If looks could kill, Blanchett’s Schlafly could slay all her enemies with a tight smile. Show creator Dahvi Waller (previously of Mad Men, a show to which Blanchett’s beautiful costumes owe a debt) gives us all of Schlafly’s contradictions: a housewives’ leader and a full-time working mother; a clever, ambitious character happy to parade in a bikini at a beauty contest as “Mrs J Fred Schlafly”. She is twice the politician of most men she meets, yet they treat her like the secretary at meetings, asking her to take notes. At home she has little power when her husband demands conjugal rights.

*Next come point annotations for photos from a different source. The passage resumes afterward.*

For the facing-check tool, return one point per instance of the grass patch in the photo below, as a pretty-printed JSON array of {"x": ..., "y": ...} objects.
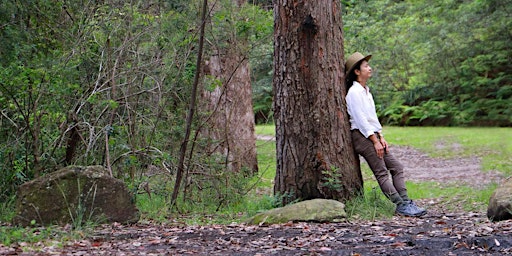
[{"x": 489, "y": 143}]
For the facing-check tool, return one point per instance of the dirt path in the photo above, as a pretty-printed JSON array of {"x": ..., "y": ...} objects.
[
  {"x": 441, "y": 232},
  {"x": 421, "y": 167}
]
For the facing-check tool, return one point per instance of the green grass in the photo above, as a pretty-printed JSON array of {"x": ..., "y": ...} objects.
[
  {"x": 490, "y": 144},
  {"x": 493, "y": 145}
]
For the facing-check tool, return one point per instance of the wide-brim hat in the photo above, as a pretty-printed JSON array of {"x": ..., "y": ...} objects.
[{"x": 353, "y": 60}]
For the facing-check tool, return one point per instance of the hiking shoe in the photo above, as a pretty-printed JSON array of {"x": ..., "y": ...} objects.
[
  {"x": 408, "y": 210},
  {"x": 421, "y": 210}
]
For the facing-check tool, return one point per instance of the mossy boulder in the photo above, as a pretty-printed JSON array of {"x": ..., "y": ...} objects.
[
  {"x": 315, "y": 210},
  {"x": 75, "y": 195},
  {"x": 500, "y": 203}
]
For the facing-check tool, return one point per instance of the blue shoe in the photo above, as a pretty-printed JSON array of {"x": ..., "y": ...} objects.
[
  {"x": 409, "y": 210},
  {"x": 421, "y": 210}
]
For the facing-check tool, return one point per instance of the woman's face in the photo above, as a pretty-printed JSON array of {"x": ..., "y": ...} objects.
[{"x": 364, "y": 71}]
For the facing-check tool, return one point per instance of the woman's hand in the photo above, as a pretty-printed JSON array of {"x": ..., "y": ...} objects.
[
  {"x": 384, "y": 144},
  {"x": 379, "y": 148}
]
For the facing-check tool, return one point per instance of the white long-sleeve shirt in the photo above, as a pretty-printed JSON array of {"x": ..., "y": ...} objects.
[{"x": 361, "y": 109}]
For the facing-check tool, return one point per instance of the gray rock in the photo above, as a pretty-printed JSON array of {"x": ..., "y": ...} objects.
[
  {"x": 500, "y": 203},
  {"x": 75, "y": 195},
  {"x": 315, "y": 210}
]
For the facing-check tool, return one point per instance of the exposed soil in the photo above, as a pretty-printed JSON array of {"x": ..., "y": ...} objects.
[{"x": 443, "y": 231}]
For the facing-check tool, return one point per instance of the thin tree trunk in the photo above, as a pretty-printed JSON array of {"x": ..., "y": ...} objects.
[
  {"x": 192, "y": 106},
  {"x": 315, "y": 158},
  {"x": 231, "y": 124}
]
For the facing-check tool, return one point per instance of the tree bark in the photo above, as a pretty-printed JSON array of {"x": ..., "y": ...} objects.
[
  {"x": 315, "y": 157},
  {"x": 231, "y": 123}
]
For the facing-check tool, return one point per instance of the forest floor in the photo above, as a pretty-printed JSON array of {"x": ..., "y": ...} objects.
[{"x": 443, "y": 231}]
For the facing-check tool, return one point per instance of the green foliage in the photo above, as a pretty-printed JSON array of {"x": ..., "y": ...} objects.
[{"x": 443, "y": 63}]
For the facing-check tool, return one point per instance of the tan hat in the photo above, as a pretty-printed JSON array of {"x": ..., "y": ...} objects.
[{"x": 353, "y": 60}]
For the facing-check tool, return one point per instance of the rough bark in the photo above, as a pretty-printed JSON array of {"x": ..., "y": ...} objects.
[
  {"x": 231, "y": 124},
  {"x": 315, "y": 158}
]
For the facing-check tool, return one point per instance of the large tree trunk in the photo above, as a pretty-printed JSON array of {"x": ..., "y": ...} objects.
[
  {"x": 231, "y": 124},
  {"x": 315, "y": 158}
]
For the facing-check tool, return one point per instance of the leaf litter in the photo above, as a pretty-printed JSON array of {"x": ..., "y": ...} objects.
[{"x": 442, "y": 231}]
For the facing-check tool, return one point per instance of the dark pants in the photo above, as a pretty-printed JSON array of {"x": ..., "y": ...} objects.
[{"x": 381, "y": 167}]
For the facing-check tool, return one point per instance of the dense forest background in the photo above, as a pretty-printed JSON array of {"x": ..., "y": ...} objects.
[{"x": 90, "y": 82}]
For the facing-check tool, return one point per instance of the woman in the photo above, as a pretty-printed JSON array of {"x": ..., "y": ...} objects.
[{"x": 368, "y": 139}]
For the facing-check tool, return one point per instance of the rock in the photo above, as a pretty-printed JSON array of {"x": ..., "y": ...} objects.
[
  {"x": 75, "y": 195},
  {"x": 500, "y": 203},
  {"x": 315, "y": 210}
]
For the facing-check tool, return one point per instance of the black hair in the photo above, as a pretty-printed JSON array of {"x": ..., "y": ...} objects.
[{"x": 351, "y": 77}]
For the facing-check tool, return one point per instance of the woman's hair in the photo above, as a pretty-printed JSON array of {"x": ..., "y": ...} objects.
[{"x": 351, "y": 77}]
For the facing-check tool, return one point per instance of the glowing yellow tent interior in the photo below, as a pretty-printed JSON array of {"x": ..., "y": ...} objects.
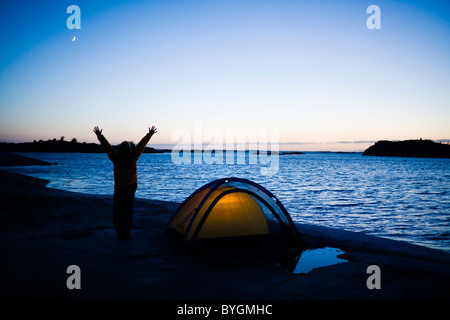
[{"x": 231, "y": 207}]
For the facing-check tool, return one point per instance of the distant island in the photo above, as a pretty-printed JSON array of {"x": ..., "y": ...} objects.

Rose Byrne is Gloria Steinem in Mrs America - FX
Rose Byrne is Gloria Steinem in Mrs America - FX

Schlafly doesn’t even care much about equal rights, but is savvy enough to spot that this could be her ticket to Washington. The first episode is focused on her, the second on Steinem, and subsequent ones on other players. It feels too sprawling, and the characters too distant – it’s fun to spot the real-life icons in a sort of Feminist Avengers: Assemble, but we are never allowed to forget that this is Important History. The only character who cuts through emotionally is Schlafly’s muted sister-in-law, Eleanor (Jeanne Tripplehorn).

As Schlafly sows disinformation and warns that “a small, elitist group of Establishment liberals” is dominating the political landscape, the message is rammed home. This is a period drama, but very much of the present.